Ten years passed in the real world, a blink in Henry’s false reality. During a raid on a fortified caravel, a powder keg’s blast tore through his dream, shattering the illusion. He woke, gasping, in the same black womb, the tentacles still tight around him. A piercing light stabbed through the dark, the vines retracting, peeling back like a blooming flower. Henry flailed, choking on seawater as he broke the surface, his plank—impossibly—still floating nearby. The cove was empty, no debris, no smoke, no fire. Just the sea, vast and silent, and the Mermaid’s figurehead, grinning like it knew his fate.

“Noooo!” Henry screamed, his voice a raw wound as he clawed for the plank, his body weak, his mind frayed. He hauled himself aboard, coughing, shivering, his burned hands bleeding anew. “Why?” he sobbed, staring at the endless horizon. “Why am I still here?” The sea offered no answer, but the air grew heavy, and a faint hum rose, not unlike the Jagged Star’s chant from Otsego’s cursed tales. Something watched him, not shark nor mermaid, but older, hungrier, its presence stitched into the cove’s very waves.

“Henry,” a voice whispered, not from the sea but inside his skull, low and slick as oil. “You’re mine now.” He froze, his breath catching, as the plank rocked gently, unmoored by any wave. “Who’s there?” he shouted, his voice cracking. “Show yourself!” Silence answered, but the hum grew louder, and in the distance, a shadow moved beneath the water—not a fin, but something vast, serpentine, its outline blurring the line between beast and nightmare.

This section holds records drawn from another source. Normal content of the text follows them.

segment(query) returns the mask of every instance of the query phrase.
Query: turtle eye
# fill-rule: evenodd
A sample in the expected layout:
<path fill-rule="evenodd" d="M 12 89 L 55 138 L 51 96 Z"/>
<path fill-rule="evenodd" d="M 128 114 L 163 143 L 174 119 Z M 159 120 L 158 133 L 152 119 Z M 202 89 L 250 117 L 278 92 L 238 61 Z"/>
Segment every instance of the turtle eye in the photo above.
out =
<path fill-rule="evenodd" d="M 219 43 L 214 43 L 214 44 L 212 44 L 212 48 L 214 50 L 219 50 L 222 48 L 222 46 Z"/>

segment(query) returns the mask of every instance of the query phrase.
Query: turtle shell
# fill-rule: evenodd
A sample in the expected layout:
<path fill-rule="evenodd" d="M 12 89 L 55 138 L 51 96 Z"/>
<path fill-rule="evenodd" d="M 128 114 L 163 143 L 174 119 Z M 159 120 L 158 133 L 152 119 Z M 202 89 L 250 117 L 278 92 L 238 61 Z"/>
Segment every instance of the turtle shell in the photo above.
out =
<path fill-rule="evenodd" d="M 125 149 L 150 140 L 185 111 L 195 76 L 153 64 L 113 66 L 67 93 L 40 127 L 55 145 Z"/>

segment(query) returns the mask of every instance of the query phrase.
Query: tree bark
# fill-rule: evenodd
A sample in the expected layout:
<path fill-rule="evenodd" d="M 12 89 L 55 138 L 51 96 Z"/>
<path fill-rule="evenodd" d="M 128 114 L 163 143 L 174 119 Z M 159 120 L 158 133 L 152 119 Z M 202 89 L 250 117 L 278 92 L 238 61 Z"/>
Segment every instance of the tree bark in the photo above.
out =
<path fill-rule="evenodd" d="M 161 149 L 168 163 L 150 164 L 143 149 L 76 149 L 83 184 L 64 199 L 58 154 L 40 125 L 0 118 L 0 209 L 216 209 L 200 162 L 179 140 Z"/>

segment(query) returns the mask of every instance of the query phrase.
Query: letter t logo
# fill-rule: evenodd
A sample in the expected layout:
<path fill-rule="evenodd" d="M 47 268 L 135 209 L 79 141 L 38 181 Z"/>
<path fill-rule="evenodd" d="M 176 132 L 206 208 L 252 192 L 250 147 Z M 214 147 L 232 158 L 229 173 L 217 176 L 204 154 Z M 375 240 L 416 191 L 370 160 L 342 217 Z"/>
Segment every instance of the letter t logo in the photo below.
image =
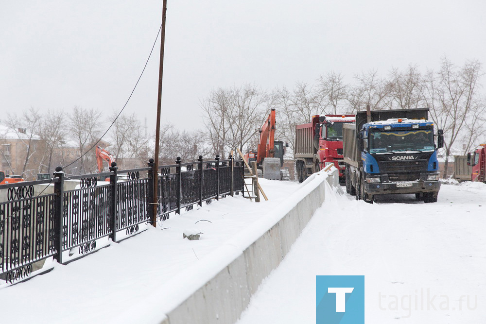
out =
<path fill-rule="evenodd" d="M 346 311 L 346 293 L 350 293 L 354 290 L 354 288 L 328 288 L 328 292 L 336 294 L 336 311 Z"/>

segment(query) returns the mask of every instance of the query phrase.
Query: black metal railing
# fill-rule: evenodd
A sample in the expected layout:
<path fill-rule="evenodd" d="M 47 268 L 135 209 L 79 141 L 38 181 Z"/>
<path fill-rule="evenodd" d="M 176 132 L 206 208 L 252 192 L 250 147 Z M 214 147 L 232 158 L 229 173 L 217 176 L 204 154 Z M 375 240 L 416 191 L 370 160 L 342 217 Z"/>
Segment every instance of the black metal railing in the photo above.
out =
<path fill-rule="evenodd" d="M 177 157 L 175 162 L 158 170 L 157 217 L 161 220 L 243 191 L 243 163 L 231 156 L 211 161 L 200 156 L 186 163 Z M 51 179 L 0 185 L 8 200 L 0 203 L 0 279 L 22 280 L 36 262 L 53 257 L 63 263 L 67 250 L 85 255 L 96 249 L 99 239 L 116 242 L 117 234 L 138 232 L 140 224 L 152 219 L 153 162 L 124 171 L 113 163 L 109 171 L 69 178 L 58 167 Z M 108 183 L 100 182 L 108 177 Z M 68 179 L 79 180 L 79 188 L 65 190 Z"/>

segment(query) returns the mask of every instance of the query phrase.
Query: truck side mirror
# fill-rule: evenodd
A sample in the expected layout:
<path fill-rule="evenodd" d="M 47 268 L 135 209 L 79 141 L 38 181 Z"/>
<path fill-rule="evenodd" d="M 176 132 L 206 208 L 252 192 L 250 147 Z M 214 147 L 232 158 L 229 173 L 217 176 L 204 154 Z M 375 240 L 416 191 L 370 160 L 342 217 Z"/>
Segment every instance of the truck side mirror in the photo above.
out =
<path fill-rule="evenodd" d="M 437 148 L 441 149 L 444 146 L 444 136 L 439 135 L 437 136 Z"/>

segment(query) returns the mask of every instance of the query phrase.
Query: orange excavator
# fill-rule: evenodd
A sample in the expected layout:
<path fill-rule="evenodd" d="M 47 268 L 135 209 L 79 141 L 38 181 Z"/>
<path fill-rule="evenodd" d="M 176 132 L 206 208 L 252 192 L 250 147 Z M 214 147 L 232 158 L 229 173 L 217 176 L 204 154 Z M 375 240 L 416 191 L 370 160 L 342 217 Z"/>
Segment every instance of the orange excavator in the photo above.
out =
<path fill-rule="evenodd" d="M 96 163 L 98 164 L 98 172 L 104 172 L 104 168 L 103 168 L 103 161 L 108 162 L 108 167 L 111 166 L 111 162 L 115 162 L 115 158 L 110 154 L 110 153 L 98 145 L 96 146 Z M 107 178 L 105 179 L 106 181 L 109 181 L 110 178 Z"/>
<path fill-rule="evenodd" d="M 285 149 L 283 142 L 275 140 L 276 123 L 275 109 L 272 109 L 260 130 L 260 140 L 256 151 L 249 151 L 244 154 L 244 158 L 248 163 L 256 161 L 257 167 L 263 170 L 264 178 L 281 180 L 282 175 L 280 168 L 283 165 Z M 286 146 L 288 147 L 288 144 Z"/>
<path fill-rule="evenodd" d="M 6 175 L 3 171 L 0 171 L 0 185 L 6 185 L 7 184 L 15 183 L 16 182 L 20 182 L 23 181 L 24 179 L 20 175 Z"/>

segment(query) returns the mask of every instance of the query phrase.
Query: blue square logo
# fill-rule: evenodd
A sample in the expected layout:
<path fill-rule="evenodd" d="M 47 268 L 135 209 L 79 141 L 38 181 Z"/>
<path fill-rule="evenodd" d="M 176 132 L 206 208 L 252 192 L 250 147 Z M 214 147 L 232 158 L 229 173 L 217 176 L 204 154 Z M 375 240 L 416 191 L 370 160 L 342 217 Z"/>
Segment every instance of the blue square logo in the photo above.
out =
<path fill-rule="evenodd" d="M 315 276 L 316 324 L 364 323 L 364 276 Z"/>

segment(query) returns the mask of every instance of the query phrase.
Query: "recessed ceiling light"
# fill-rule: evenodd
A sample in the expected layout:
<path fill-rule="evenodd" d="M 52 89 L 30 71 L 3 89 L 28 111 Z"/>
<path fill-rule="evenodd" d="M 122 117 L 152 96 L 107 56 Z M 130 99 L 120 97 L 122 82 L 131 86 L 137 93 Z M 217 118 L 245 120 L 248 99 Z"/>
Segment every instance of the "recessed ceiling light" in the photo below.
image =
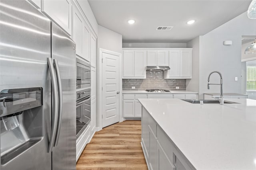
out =
<path fill-rule="evenodd" d="M 195 20 L 190 20 L 190 21 L 188 21 L 187 22 L 187 24 L 192 24 L 193 23 L 194 23 L 196 21 Z"/>
<path fill-rule="evenodd" d="M 134 22 L 135 22 L 135 21 L 133 20 L 128 20 L 127 22 L 128 22 L 128 23 L 130 23 L 130 24 L 133 24 L 134 23 Z"/>

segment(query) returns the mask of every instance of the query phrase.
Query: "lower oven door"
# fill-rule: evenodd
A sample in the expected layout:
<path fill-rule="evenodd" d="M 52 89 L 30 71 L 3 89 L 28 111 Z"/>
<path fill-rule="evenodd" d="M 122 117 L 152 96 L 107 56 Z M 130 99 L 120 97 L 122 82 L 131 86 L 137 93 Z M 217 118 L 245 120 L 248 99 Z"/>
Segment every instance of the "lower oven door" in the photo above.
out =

“Get away from me!” Henry roared, gripping the plank, his green eyes wild. He fumbled for the dagger at his belt, a rusted thing he’d scavenged from the wreckage, and brandished it at the empty sea. “I’m not your prey!” But the shadow circled, patient, and the hum became a song, a dirge that tugged at his soul. He remembered the old sailors’ tales— not of mermaids, but of the Cove Wraith, a thing born when the first ship sank here, fed by blood and despair, binding souls to its will.

“Fight it, lad,” he muttered, channeling the grit of his imagined captain’s life. “You’re Henry Moran, not some ghost’s puppet.” But his strength was gone, his body a wreck of burns and hunger. The shadow rose closer, its form breaking the surface—a mass of writhing vines, eyes like lanterns in the deep, and a maw that sang his name. “Join us,” it crooned, and Henry’s dagger slipped from his hand, splashing uselessly into the water.

“No,” he whispered, but his voice was small, a boy’s again. The plank tilted, and he slid toward the edge, the Wraith’s tentacles reaching, not to kill but to claim. “I’m not yours,” he gasped, one last defiance before the vines coiled tight, pulling him under. The cove closed over him, silent once more, the Mermaid’s figurehead the only witness to Henry Moran’s end—or his beginning as something else, something the sea would never let go.